Parents bemoan decision to close funfair in ‘respect’ of deceased prince, reports Victoria Munro
Waltham Forest Council has denied asking a local funfair to close in mourning for Prince Philip after parents complained.
Lloyd Park Funfair was shut on the day of his funeral, Saturday 17th April, with a sign stating it had been asked to close by the council “out of respect for Prince Philip”.
A number of people questioned why the decision was made, arguing it would upset children and lose the funfair trade.
A council spokesperson told the Local Democracy Reporting Service that they “believe the sign was written in error” as the funfair made its own decision to close.
Katherine Connelly, one of a number of parents to question the closure, said she felt it was “deeply inappropriate” given how long children had gone without a day out.
She said: “To shut something that would have assisted kids who wanted to go out and have fun on a Saturday seemed to me quite mean-spirited.

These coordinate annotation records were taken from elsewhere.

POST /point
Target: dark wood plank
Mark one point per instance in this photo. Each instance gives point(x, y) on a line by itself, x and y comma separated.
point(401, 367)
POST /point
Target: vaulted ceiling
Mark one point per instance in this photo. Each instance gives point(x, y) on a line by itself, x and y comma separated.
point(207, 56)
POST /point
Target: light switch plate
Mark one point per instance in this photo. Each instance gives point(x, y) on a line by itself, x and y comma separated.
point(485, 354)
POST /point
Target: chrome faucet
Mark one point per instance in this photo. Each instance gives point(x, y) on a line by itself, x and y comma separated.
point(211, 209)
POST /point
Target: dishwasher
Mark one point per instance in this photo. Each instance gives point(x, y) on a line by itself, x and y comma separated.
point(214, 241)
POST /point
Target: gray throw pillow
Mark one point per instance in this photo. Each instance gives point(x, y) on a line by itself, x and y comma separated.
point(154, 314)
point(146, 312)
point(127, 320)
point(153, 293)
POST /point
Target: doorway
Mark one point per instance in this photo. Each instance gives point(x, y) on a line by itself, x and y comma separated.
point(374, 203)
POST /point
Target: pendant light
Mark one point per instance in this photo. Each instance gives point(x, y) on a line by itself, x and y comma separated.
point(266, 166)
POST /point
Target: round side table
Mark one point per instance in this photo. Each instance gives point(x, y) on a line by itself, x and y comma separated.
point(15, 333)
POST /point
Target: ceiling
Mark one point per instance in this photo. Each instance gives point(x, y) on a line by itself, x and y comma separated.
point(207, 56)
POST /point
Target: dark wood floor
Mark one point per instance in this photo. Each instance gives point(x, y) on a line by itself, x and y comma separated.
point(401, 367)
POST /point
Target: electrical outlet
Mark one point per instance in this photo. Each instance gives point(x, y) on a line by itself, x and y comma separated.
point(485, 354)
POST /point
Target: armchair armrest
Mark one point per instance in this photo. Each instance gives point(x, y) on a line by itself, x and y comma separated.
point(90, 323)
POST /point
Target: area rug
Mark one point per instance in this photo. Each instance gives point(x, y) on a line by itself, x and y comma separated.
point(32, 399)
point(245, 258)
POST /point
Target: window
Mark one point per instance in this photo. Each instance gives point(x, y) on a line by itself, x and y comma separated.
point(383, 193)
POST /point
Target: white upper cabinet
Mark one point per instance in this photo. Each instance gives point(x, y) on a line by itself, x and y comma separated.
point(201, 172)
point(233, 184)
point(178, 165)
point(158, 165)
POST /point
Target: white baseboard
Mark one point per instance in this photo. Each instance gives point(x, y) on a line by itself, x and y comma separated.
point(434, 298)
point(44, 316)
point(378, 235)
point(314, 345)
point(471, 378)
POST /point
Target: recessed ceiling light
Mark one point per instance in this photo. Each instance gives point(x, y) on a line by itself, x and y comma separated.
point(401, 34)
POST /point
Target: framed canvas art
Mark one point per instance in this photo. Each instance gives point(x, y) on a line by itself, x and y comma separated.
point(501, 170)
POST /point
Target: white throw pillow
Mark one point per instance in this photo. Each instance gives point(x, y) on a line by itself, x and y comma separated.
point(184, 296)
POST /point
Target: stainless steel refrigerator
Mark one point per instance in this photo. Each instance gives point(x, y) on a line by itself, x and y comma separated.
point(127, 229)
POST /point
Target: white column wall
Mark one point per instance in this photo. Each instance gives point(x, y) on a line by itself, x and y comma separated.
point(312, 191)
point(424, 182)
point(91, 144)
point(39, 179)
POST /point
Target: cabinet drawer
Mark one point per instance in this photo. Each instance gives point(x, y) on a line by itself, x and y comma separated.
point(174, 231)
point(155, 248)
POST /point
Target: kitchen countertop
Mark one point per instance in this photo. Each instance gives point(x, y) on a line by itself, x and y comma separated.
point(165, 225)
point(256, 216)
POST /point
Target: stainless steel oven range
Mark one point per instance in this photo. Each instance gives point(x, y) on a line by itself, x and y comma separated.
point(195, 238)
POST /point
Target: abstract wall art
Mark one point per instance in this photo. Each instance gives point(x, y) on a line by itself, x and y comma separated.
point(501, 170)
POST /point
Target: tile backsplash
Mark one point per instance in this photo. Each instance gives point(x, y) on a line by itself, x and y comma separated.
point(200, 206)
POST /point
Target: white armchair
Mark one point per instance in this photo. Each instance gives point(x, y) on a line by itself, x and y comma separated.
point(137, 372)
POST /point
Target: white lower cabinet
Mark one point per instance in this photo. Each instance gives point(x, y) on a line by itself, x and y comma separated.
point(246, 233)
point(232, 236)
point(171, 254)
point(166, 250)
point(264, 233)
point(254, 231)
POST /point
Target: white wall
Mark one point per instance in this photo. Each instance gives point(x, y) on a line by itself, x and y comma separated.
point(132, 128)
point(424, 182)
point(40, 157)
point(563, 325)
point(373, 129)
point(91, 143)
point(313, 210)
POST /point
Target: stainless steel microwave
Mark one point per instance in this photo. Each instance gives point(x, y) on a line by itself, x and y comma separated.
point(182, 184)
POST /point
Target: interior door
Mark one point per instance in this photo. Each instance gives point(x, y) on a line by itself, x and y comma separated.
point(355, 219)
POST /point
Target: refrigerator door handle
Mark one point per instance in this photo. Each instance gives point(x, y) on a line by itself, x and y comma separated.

“The lockdown most affected children without access to a garden, from the poorest families, and this purportedly being done for one of the most privileged people in society felt inappropriate.
“It seems excessive, I don’t know what point they were trying to make. Not everyone in this country supports the royal family or is a monarchist.”
Journalist Rosie Mullender also criticised the closure, tweeting: “I’m not sure Prince Philip was into making children cry and small funfairs lose trade on the first sunny Saturday after lockdown.”
While many funfairs around the country chose to shut down rides during the three-minute silence, a fair in Wakefield was also criticised after closing for two hours “as a mark of respect”.
As reported by the Wakefield Express, Tuckers Funfair saw large queues build up outside despite advertising the closure online and was forced to turn people away once it reopened.
A Waltham Forest Council spokesperson told the Local Democracy Reporting Service that the funfair’s decision to close was “ultimately up to the operator”.
They said: “We believe the sign was written in error. We were approached by the operator of the funfair who asked us if they should close for the funeral… as a mark of respect.
“While it was agreed in principle that it may be an appropriate gesture to this long-standing royal and to Her Majesty the Queen, we had no authority to ask or demand that the operator shut for the day.
“We are therefore at a loss as to why the sign says that we told them to do so and we would ask anyone objecting to it to take it up with the operator themselves.”
The Local Democracy Reporting Service was unable to reach the operator for comment.